= Zachary Bookman =

American government technology entrepreneur

Zachary Bookman (born 1980) is an American businessperson. He is co-founder and former CEO of OpenGov, a company that sells cloud software to local governments and state agencies.

== Early life and education ==

Bookman grew up in Cabin John, Maryland outside of Washington, D.C. Bookman holds a BA from the University of Maryland, a JD from the Yale Law School, and an MPA from the Harvard Kennedy School. In 2007–2008, Bookman received a Fulbright Fellowship to study transparency and corruption in Mexico.

== Career ==
Bookman served as a law clerk to the Honorable Sandra S. Ikuta on the U.S. Court of Appeals for the Ninth Circuit, later working as a trial litigator at Keker, Van Nest & Peters in San Francisco. He then worked as an advisor on the Anti-Corruption Task Force at the International Security Assistance Force headquarters in Kabul, Afghanistan.

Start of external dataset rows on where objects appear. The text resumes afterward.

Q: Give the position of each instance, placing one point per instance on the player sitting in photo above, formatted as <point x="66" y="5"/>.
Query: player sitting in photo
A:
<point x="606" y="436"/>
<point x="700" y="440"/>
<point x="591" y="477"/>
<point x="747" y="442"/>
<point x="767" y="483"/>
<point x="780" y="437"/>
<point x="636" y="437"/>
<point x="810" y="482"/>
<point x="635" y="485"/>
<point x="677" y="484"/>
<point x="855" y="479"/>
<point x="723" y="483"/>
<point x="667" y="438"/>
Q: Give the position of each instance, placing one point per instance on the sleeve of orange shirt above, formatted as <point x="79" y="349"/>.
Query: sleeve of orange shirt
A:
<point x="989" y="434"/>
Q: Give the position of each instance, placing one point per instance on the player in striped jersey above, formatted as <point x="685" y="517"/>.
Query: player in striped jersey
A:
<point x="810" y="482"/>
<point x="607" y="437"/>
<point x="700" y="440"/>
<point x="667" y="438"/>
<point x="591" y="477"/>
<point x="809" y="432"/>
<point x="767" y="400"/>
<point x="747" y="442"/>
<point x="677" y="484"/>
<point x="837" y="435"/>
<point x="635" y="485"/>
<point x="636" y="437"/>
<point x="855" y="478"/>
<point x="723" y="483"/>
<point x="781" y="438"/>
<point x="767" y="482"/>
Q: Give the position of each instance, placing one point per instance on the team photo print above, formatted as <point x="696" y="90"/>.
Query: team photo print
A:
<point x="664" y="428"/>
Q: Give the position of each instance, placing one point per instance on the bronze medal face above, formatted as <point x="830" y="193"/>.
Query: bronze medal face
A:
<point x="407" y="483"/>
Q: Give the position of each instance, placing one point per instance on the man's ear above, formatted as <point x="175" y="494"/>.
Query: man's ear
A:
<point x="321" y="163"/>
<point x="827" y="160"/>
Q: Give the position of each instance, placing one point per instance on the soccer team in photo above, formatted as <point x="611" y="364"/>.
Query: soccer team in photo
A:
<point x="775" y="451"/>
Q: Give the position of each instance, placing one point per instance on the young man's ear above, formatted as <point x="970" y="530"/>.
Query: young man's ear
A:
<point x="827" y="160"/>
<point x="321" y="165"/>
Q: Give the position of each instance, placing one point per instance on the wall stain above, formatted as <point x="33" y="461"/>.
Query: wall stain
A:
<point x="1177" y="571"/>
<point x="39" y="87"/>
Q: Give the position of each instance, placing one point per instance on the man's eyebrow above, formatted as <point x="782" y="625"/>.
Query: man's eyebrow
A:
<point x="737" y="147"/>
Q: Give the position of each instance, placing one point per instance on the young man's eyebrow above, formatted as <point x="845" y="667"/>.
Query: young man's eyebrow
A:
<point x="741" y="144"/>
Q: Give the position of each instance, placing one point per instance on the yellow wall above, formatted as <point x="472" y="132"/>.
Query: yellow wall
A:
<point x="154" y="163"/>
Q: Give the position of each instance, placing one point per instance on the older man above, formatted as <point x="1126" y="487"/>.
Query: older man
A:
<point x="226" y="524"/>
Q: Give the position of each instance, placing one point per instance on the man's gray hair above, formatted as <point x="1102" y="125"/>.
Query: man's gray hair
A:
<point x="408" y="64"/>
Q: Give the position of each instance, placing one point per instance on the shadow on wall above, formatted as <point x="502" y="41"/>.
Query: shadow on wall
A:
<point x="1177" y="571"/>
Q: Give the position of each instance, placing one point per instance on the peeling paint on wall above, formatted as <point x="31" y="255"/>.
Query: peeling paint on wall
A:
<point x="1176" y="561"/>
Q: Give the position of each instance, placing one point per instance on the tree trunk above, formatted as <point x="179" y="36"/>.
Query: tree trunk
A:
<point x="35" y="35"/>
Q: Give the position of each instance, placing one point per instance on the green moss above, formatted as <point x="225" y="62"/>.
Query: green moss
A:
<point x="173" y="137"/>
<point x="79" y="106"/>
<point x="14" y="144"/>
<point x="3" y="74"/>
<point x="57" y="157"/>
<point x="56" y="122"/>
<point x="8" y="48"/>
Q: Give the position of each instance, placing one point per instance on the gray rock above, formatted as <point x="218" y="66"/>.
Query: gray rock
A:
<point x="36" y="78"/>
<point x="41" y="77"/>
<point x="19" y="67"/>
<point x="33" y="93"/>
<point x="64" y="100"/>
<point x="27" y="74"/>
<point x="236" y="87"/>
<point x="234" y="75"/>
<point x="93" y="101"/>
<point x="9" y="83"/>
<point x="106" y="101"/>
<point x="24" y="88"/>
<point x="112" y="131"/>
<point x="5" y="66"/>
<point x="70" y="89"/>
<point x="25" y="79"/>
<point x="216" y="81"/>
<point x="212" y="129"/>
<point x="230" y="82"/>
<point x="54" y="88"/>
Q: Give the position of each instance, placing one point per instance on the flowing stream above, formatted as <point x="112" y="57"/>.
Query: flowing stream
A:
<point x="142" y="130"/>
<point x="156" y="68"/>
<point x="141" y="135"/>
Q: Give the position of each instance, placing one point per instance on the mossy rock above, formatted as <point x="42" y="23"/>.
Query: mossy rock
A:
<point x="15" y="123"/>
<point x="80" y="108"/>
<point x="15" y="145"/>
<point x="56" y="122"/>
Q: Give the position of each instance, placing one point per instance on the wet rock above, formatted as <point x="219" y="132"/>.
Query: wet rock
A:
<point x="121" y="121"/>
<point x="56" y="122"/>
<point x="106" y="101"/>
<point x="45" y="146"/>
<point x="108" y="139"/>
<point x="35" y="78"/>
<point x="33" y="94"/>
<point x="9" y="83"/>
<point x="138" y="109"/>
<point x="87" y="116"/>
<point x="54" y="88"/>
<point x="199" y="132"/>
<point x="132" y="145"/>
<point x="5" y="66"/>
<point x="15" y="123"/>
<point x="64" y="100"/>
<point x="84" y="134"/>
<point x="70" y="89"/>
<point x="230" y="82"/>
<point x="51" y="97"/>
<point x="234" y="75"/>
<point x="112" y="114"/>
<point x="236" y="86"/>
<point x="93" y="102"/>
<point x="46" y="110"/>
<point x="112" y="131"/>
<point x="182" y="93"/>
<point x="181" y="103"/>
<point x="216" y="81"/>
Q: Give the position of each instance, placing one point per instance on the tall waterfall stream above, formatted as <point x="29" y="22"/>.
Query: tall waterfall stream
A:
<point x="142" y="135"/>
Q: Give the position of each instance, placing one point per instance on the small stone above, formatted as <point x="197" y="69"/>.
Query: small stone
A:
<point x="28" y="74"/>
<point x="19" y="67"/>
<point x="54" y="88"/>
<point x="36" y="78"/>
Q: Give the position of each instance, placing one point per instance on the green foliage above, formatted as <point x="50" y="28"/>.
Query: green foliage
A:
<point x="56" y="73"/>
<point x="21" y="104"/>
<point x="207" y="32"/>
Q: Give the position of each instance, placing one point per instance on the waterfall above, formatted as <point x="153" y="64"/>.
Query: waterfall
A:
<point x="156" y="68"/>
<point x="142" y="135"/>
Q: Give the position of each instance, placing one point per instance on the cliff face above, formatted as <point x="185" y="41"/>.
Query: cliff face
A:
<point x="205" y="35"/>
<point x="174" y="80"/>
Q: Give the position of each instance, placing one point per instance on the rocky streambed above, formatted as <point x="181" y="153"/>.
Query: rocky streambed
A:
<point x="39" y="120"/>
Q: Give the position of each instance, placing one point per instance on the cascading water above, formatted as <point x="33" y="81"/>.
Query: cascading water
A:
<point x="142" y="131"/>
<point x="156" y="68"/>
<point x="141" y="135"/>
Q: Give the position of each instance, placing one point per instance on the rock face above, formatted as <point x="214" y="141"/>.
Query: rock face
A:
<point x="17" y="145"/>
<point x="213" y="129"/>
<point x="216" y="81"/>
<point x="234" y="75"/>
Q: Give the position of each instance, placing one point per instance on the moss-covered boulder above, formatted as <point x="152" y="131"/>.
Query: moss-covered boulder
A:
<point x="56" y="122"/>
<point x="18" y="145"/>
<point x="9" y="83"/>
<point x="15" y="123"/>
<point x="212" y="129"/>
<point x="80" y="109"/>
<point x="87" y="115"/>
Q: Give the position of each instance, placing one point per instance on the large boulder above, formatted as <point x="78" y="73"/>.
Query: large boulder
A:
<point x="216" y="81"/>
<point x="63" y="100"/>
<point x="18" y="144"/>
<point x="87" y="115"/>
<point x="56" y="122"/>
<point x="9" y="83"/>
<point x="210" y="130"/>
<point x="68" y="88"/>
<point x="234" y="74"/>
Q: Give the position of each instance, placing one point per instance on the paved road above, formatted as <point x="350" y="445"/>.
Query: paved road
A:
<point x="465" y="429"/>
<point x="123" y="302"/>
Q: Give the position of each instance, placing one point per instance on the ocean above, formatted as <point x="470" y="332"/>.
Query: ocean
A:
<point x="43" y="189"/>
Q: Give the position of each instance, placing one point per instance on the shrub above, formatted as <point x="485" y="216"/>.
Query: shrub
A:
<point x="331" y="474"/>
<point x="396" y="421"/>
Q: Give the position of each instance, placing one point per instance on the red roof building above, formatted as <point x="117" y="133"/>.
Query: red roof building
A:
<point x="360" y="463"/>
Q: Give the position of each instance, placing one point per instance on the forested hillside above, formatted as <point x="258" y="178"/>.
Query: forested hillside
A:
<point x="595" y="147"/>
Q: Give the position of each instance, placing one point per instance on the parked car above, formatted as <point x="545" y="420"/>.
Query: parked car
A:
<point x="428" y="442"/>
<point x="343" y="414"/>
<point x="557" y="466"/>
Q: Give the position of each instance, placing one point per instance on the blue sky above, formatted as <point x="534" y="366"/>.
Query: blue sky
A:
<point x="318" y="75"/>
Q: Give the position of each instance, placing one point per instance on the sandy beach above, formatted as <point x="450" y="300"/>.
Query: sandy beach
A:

Bookman co-founded OpenGov in 2012 with Joe Lonsdale. OpenGov received investments from Thrive Capital starting in 2013, and in 2017 Bookman participated in a White House summit organized by Jared Kushner, the brother of Thrive Capital's founder. In 2021 Bookman took a cross-country bike ride from the San Francisco Bay to the Chesapeake Bay to visit with local government leaders. He stepped down from his role as OpenGov CEO in April 2026.

== Personal life ==
In September 2019, Bookman joined an expedition with mountain guide Garrett Madison to attempt a late season ascent of Mount Everest. The guide called off the attempt while the group was in base camp, which Madison described as a decision based on dangerous conditions. In March 2020, Bookman filed a lawsuit seeking damages over the non-refundable expedition fee, alleging the guide had canceled the trip for reasons unrelated to safety. In December 2021, the case was settled with Bookman agreeing through a stipulated judgment that he is not entitled to a refund for the trip.